The indefinite postponement of the 13th Religious Conference of the Schools of Tibetan Buddhism and Bon Tradition, which was scheduled for November 29 and 30 in Dharamsala, has once again turned the spotlight on differences between the government and the Karmapa, the head of one of the four main sects of Tibetan Buddhism, over his return to India, officials confirmed to The Hindu.
According to officials of the Ministry of Home Affairs and the Ministry of External Affairs, the two sides have reached an impasse over the 34-year-old Karmapa, Ogyen Trinley Dorje’s decision to acquire citizenship of Dominica earlier this year. As a result, despite several requests from the Karmapa for a visa, he has been unable to visit India as planned.
The officials, who asked not to be named, confirmed that the Karmapa had written multiple letters to the Indian consulate in New York and to the Dalai Lama asking for a visa. The Karmapa said he wants to surrender the Identity Certificate (the yellow card issued by India to Tibetans for ease of travel) since he has already acquired Dominica’s citizenship.
A senior government official told The Hindu that the Karmapa was welcome to visit India but the government would not agree to his demand to surrender the Identity Certificate. “He can come here on the Identity Certificate issued to him, there is no bar on him visiting here,” said the official.
Another source denied any delay by the government in processing the papers, but said that in its opinion, “the Karmapa doesn’t need a visa.” With its tough stand, the government is understood to have made clear its annoyance with the Karmapa’s decision to overstay in the U.S. , where he travelled in March 2017, and acquire another country’s passport, rather than return to India.
Since 1999, when the Karmapa and his sister fled to Dharamshala, the government has hosted him and allowed him to set up his congregation. Since then he has grown in prominence and is now considered as a possible successor to the Dalai Lama’s political clout over the Tibetan refugee population around the world.

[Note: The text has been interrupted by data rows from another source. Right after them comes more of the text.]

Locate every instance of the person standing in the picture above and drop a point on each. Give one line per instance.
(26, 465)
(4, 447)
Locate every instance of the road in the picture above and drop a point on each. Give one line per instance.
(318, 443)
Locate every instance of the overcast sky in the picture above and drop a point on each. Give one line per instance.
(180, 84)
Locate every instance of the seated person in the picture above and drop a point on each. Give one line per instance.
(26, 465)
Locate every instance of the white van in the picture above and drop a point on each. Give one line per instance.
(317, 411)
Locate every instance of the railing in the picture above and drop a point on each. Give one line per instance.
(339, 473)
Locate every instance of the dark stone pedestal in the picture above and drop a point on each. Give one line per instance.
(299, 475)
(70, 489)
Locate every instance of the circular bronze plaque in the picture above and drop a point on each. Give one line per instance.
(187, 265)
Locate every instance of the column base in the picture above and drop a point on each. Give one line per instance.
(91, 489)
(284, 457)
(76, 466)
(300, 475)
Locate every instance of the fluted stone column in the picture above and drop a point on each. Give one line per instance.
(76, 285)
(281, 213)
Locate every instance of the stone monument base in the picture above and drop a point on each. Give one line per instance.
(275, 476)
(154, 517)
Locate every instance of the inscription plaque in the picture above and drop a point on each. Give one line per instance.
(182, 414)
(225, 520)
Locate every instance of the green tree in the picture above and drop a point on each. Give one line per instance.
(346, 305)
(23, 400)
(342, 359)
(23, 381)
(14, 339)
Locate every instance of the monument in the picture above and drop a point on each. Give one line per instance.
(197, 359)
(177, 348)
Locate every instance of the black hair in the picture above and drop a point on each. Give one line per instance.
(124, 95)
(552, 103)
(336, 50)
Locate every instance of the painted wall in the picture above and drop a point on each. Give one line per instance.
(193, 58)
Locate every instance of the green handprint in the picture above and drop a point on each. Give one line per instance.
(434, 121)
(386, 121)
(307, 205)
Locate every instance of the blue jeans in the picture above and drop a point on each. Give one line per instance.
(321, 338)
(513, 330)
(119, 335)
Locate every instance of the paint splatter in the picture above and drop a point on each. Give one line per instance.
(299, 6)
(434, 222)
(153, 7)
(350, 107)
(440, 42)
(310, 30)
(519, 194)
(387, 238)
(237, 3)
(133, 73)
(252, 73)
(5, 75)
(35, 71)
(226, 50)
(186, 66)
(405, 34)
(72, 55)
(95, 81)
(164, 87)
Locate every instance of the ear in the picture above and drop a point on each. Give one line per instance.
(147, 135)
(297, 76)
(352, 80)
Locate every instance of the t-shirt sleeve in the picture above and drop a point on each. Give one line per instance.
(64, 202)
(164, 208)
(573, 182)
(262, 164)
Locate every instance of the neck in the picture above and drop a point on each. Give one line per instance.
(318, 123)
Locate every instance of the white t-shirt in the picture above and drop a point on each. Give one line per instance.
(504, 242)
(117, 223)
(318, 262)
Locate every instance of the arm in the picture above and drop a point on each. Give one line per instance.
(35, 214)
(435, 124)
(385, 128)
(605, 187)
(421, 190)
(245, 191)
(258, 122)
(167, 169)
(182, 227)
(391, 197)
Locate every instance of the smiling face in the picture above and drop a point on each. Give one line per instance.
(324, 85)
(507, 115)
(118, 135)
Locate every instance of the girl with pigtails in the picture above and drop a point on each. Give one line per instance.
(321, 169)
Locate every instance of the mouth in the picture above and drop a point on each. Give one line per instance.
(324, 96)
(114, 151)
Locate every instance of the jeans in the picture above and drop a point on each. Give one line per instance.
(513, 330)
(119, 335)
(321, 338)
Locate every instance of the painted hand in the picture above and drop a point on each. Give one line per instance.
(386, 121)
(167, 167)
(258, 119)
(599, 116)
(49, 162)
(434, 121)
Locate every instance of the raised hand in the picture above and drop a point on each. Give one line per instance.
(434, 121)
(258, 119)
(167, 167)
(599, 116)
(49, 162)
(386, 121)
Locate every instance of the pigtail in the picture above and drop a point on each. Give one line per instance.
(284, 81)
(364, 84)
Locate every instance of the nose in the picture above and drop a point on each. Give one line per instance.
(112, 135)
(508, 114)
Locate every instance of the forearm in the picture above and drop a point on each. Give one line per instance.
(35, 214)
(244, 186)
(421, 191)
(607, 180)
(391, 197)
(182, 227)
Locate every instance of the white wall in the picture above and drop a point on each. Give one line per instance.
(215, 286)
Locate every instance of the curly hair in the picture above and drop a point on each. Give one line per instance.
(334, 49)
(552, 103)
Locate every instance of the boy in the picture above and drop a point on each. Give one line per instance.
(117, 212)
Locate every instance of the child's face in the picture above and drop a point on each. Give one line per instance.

Confirming the impasse, the government’s former advisor on Tibetan Affairs Amitabh Mathur, who has been a key interlocutor said the matter has now been put on hold. “Karmapa is in a retreat now; it is not known when he would like to visit India. There are no restrictions on his travel, however” Mr. Mathur told The Hindu. A government official who had dealt with the Karmapa also said he hasn’t reverted on India’s response, and is “in penance” at present.
The confusion over the Karmapa’s return is now casting a shadow over other issues in the community like the November conference of Tibetan religious leaders, which was postponed ostensibly after the death of a senior monk, Kathok Getse Rinpoche, head of the Nyingma School, in an accident in Nepal.
While officials of the Central Tibetan Administration as well as government officials deny that the absence of the Karmapa had any role in the cancellation of the conference, most accept that it will be difficult to reschedule the conference without including him.
Keen to attend
In an interview to Radio Free Asia in July this year, the Karmapa had underlined the importance of holding the conference as well as of his presence there.
“I have no doubt or question that my return to India is absolutely certain. In November of this year, there will be an important meeting of the heads of the major Tibetan Buddhist traditions in Dharamsala, India. Therefore, I must attend,” he had said.
In the interview he had also spoken of differences with the Indian government when he had first entered India, over accusations that he was a Chinese agent, and the fact that the government engaged with him for a long time via “lower-level officials”.
The cancellation of the conference has come as a major surprise given the stakes involved in bringing together various streams of Tibetan Buddhism and their leaders in particular. The Dalai Lama was due to address the gathering on the last day of the conference organised by the CTA in Dharamshala, where a discussion on a successor to the Dalai Lama was also expected to be held.
When asked about a date for the conference, officials said the conference has now been “indefinitely postponed” which led to speculation that New Delhi had bowed to Beijing’s sensitivities on the issue.
Mr. Mathur said China was playing an influential role in the Buddhist circle in Nepal and Sri Lanka. “We have to take note of this growing Chinese engagement in our neighbourhood. They will do what’s in their interest. What we need to do is to expand and intensify our own engagement,” he said.
In February, Foreign Secretary Vijay Gokhale had cautioned government officials and ministers against attending Tibetan conferences, which had led to the cancellation of several planned events to commemorate the 50th year of the Dalai Lama’s flight to India, as well as a major parliamentarians conference on the Tibet issue.
When asked, MEA sources however, denied that the Chinese government had ever raised concerns over the 13th Tibetan leader’s conference.